Skyhawk Drug Shows Promise, Reversing Decline in Huntington's Trial

📊 Key Data
  • cUHDRS Improvement: Patients on SKY-0515 showed a mean improvement of +0.64 points over nine months, reversing the expected decline of -0.73 points in Huntington's disease progression.
  • mHTT Reduction: The drug achieved a dose-dependent reduction of mutant huntingtin protein (mHTT) by up to 62% in blood levels, the highest demonstrated to date.
  • PMS1 Reduction: SKY-0515 reduced mRNA levels of PMS1, a key disease driver, by 26%.
🎯 Expert Consensus

Experts view SKY-0515 as a promising, potentially disease-modifying therapy for Huntington's, highlighting its unique dual mechanism, strong early efficacy data, and favorable safety profile as significant advancements in the field.

2 months ago
Skyhawk Drug Shows Promise, Reversing Decline in Huntington's Trial

Skyhawk Drug Shows Promise, Reversing Decline in Huntington's Trial

BOSTON, MA – January 27, 2026 – In a development offering significant hope for the Huntington's disease community, Skyhawk Therapeutics today announced encouraging interim results from its Phase 1 clinical trial for an investigational oral drug, SKY-0515. The nine-month data shows that patients taking the therapy not only avoided the expected disease progression but demonstrated a measurable improvement in clinical scores, a rare feat in the challenging field of neurodegenerative disease research.

Huntington's disease is a devastating, inherited, and ultimately fatal disorder that progressively breaks down nerve cells in the brain, impacting movement, mood, and cognitive abilities. With over 40,000 symptomatic patients in the U.S. and no approved treatments to slow or halt its progression, the search for a disease-modifying therapy has been relentless and fraught with setbacks. Skyhawk's announcement marks a potentially pivotal moment, suggesting a new path forward may be on the horizon.

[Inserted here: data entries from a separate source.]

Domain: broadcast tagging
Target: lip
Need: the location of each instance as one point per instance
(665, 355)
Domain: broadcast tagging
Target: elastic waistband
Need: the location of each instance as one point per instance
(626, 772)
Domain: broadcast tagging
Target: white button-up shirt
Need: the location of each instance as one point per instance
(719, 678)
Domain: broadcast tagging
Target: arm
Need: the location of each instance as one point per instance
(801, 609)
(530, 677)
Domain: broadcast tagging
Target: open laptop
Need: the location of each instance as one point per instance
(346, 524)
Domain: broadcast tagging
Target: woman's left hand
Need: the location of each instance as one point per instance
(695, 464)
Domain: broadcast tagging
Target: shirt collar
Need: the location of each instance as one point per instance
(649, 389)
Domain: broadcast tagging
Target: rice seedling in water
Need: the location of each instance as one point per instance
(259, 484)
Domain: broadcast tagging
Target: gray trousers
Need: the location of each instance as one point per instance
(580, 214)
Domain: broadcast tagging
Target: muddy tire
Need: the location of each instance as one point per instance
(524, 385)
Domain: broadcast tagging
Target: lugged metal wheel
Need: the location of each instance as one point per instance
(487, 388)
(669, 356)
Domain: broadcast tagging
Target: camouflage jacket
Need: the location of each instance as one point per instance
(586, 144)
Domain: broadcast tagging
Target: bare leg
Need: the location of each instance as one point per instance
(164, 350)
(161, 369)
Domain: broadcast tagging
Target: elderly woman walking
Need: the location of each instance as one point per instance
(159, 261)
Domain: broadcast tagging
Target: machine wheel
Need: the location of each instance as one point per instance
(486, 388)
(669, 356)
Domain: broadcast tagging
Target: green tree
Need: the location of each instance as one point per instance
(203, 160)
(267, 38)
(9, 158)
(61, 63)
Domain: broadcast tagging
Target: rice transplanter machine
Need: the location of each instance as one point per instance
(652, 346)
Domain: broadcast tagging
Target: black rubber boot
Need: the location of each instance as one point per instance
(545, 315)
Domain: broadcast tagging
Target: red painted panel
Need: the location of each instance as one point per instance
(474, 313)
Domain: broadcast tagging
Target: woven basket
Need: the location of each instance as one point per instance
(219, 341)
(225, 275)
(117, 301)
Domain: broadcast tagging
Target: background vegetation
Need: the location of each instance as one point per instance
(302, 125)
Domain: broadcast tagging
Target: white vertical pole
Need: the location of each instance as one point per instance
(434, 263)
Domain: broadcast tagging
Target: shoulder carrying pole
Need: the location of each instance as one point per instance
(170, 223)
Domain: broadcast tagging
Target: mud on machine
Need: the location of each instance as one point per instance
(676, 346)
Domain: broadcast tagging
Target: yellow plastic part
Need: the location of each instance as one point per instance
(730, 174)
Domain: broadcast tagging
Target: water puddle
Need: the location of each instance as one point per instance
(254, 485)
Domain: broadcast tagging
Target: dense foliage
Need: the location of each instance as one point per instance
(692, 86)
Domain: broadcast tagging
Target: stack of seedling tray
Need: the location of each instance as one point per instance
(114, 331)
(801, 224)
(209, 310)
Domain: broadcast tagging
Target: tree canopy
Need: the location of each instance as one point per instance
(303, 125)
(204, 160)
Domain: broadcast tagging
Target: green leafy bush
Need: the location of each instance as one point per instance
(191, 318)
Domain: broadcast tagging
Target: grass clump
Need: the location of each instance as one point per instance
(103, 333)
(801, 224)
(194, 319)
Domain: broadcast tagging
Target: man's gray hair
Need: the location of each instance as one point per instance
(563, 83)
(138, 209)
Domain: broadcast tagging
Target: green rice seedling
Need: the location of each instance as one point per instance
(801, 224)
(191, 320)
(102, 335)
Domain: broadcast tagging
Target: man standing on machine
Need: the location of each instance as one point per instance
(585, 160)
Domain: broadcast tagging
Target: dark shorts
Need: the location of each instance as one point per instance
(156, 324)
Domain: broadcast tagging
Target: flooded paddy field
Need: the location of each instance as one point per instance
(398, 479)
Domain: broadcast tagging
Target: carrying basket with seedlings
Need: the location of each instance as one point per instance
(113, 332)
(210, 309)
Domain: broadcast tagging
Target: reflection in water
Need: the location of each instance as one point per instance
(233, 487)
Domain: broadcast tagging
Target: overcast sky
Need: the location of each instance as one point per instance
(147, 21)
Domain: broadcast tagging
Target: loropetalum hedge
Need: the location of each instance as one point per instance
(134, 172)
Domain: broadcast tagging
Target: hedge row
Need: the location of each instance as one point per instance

A Glimmer of Hope in Clinical Data

The most striking finding from the nine-month interim analysis comes from the Composite Unified Huntington's Disease Rating Scale (cUHDRS), a standard measure used to track the progression of the disease. Patients in the trial receiving SKY-0515 demonstrated a mean improvement from baseline of +0.64 points. This stands in stark contrast to the natural course of the illness, where symptomatic patients are expected to worsen by an average of -0.73 points over the same nine-month period, according to established natural history data.

This divergence from the expected decline is a statistically and clinically significant signal. The comparison was made using a propensity score weighting method against large observational studies, including Enroll-HD and TRACK-HD, to create a robust external control group.

"I am very encouraged by these safety and early efficacy data from SKY-0515's Phase 1 Part C trial in patients, showing divergence in cUHDRS away from expected natural history deterioration at the three, six, and nine month prespecified analyses," stated Ed Wild, Professor of Neurology at University College London, in the company's press release. He added that the drug has been well tolerated at all doses tested. This favorable safety profile is crucial, as many investigational drugs for brain disorders have been sidelined by adverse effects.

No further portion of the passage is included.